TECHNOPHILE

La guerre des casques: Carla Bruni contre Dr. Dre

Les casques audio ne sont plus l’apanage des adeptes de rap. Ils sont sur toutes les oreilles et font partie des gadgets les plus tendance du moment.

Même si sa carrière musicale est sur le déclin, le rappeur californien Dr. Dre n’en demeure pas moins, en 2012, le musicien le mieux payé de la planète, selon le magazine économique américain «Forbes». Pour décrocher cette première place, il s’agit de multiplier les sources de revenus, car écouler des millions de disques ne suffit plus. Sur les 110 millions de dollars engrangés par Dr. Dre, 100 millions ne proviennent pas de ses activités musicales mais de la vente des fameux casques Beats by Dr. Dre.

Se balader avec l’initiale «b» sur les oreilles, c’est joindre «the Beats Army», dixit le slogan. Une armée qui ne compte pas que des amateurs de rap. On se rappelle les derniers Jeux olympiques: le nageur multi médaillé Michael Phelps et le sprinter jamaïcain Usain Bolt, retranchés derrière leur casque comme des centaines d’autres athlètes. Tous au bénéfice d’un casque cadeau — parfois aux couleurs de leur drapeau national — de la firme aux célèbres «b». Une excellente opération marketing qui permet de transformer des célébrités en vitrines, sans les rémunérer.

Combien l’ex première dame de France a-t-elle demandé pour apparaître dans la publicité d’un casque haut de gamme, le Zik de la marque Parrot, dessiné par Philippe Starck? On l’ignore, mais il y a fort à parier qu’elle a dû longuement réfléchir avant de relancer ainsi sa carrière de modèle. Et c’est avec un casque qu’elle entame son retour sur le marché.

La guerre à l’armée de Dr. Dre est déclarée. Avec Carla Bruni, mais aussi Beth Ditto comme égéries, le casque français compte bien révolutionner le rapport au produit high tech. RZA, le membre fondateur du groupe mythique du Wu-Tang Clan, s’attaque lui aussi à l’hégémonie du Dr. Dre avec son casque, le WeSC Chambers by RZA.

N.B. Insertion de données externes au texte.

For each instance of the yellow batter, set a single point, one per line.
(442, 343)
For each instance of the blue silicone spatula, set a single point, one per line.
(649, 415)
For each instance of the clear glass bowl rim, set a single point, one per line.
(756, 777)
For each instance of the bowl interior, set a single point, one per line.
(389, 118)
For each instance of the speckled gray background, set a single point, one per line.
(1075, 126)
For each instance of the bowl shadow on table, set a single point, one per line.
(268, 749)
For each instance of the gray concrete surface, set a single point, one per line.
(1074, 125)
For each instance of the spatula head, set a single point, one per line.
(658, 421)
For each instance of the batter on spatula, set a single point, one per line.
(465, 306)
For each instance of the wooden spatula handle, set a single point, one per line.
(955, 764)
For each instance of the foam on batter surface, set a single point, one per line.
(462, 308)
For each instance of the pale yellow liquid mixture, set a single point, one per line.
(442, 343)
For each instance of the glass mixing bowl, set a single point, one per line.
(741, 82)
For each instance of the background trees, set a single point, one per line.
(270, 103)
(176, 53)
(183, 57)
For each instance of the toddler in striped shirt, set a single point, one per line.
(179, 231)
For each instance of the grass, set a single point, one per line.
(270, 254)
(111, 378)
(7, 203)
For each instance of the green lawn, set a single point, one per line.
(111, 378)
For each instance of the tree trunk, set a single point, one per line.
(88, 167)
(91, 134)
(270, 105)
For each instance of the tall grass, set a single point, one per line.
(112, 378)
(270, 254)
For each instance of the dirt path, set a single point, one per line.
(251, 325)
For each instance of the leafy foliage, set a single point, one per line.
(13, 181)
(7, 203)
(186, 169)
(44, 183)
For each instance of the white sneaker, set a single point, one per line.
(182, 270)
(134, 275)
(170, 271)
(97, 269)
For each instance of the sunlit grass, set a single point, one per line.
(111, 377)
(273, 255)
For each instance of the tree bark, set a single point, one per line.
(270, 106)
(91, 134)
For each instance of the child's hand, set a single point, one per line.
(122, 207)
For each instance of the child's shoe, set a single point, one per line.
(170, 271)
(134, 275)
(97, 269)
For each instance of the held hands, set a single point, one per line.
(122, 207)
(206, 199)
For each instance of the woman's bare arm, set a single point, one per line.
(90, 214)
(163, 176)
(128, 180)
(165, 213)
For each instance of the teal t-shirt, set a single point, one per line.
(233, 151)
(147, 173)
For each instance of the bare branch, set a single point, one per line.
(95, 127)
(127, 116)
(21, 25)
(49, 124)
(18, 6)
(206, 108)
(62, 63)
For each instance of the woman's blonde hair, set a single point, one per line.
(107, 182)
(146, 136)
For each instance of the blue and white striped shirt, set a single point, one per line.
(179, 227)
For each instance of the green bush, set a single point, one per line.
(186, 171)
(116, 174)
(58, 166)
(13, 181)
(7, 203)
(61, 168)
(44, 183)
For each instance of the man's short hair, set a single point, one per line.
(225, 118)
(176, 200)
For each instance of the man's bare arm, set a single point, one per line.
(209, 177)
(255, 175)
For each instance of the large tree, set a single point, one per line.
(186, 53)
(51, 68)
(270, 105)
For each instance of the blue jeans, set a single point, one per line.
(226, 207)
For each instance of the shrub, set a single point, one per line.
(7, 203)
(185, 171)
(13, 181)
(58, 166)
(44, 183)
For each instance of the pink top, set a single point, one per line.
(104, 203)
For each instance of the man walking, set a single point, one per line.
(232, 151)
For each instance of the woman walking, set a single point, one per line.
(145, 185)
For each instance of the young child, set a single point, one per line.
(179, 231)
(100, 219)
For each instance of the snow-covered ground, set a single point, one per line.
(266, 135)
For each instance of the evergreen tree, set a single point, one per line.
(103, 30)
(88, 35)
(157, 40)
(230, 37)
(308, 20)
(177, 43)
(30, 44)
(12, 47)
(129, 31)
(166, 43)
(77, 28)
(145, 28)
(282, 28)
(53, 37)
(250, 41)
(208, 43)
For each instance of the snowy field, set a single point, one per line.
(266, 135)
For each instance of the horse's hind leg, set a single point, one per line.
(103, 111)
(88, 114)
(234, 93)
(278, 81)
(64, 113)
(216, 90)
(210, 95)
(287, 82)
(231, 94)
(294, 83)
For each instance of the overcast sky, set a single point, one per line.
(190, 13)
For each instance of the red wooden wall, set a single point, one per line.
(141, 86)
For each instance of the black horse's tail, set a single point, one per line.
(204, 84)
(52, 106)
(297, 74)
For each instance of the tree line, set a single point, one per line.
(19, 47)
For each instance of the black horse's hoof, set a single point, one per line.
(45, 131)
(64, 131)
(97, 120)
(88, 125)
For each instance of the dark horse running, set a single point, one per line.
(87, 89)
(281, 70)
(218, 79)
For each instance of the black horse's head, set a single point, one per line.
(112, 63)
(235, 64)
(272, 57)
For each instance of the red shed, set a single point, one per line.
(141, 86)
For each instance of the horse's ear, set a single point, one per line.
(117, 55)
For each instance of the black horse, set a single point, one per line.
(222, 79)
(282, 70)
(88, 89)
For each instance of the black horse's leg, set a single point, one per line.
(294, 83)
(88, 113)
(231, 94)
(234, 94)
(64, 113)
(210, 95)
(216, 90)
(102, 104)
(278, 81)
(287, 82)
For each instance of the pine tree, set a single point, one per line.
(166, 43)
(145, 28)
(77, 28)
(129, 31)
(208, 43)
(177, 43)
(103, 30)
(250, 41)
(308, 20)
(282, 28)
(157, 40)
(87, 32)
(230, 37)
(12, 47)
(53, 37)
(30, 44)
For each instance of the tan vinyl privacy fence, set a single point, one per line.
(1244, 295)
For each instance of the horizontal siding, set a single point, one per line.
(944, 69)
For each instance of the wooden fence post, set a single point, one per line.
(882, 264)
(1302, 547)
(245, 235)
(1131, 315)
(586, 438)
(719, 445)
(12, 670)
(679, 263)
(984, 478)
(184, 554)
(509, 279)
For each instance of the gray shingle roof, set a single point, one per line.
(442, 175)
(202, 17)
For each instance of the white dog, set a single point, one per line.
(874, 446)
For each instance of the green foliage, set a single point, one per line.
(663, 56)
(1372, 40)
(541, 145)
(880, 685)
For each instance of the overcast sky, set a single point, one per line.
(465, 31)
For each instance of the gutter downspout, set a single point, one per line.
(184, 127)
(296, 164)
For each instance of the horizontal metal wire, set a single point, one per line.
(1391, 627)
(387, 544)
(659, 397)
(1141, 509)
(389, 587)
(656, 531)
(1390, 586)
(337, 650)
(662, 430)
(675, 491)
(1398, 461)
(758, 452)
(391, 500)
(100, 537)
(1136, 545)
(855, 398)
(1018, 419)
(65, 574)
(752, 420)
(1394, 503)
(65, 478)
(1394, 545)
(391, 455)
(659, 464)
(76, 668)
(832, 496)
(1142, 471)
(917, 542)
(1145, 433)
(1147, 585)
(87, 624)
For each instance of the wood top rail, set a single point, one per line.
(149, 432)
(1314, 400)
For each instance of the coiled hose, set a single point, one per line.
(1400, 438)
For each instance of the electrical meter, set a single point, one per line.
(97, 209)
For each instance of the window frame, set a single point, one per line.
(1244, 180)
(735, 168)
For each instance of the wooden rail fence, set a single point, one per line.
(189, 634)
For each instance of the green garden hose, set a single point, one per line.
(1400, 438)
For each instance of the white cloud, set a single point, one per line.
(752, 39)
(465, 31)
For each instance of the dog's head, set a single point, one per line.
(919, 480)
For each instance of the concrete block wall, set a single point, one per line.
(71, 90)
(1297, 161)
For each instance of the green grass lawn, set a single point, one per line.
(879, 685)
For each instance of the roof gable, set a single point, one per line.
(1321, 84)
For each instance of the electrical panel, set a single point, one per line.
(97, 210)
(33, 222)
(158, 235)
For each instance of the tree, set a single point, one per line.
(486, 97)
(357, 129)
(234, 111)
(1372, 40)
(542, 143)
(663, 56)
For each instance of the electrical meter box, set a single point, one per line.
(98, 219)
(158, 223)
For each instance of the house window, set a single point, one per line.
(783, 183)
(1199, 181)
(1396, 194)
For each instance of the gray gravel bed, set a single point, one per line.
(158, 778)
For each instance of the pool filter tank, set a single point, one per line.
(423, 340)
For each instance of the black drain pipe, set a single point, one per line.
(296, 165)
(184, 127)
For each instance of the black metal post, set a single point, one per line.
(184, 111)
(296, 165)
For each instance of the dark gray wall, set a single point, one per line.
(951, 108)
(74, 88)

En novembre dernier, c’était au tour de la famille rock, avec Motörheadphönes, de tenter de rivaliser, non plus en matière de vente de disques mais de vente de casques. Des casques faits pour envoyer du lourd! «Rappelez-vous, si c’est trop fort, c’est que vous êtes trop vieux», lit-on sur la pub de la marque. Pas en reste, Philips s’est lancé dans la bataille avec son Fedelio L1. Quant aux Japonais, ils sont bien présents sur le champ de bataille avec notamment Audio-Technica et Panasonic.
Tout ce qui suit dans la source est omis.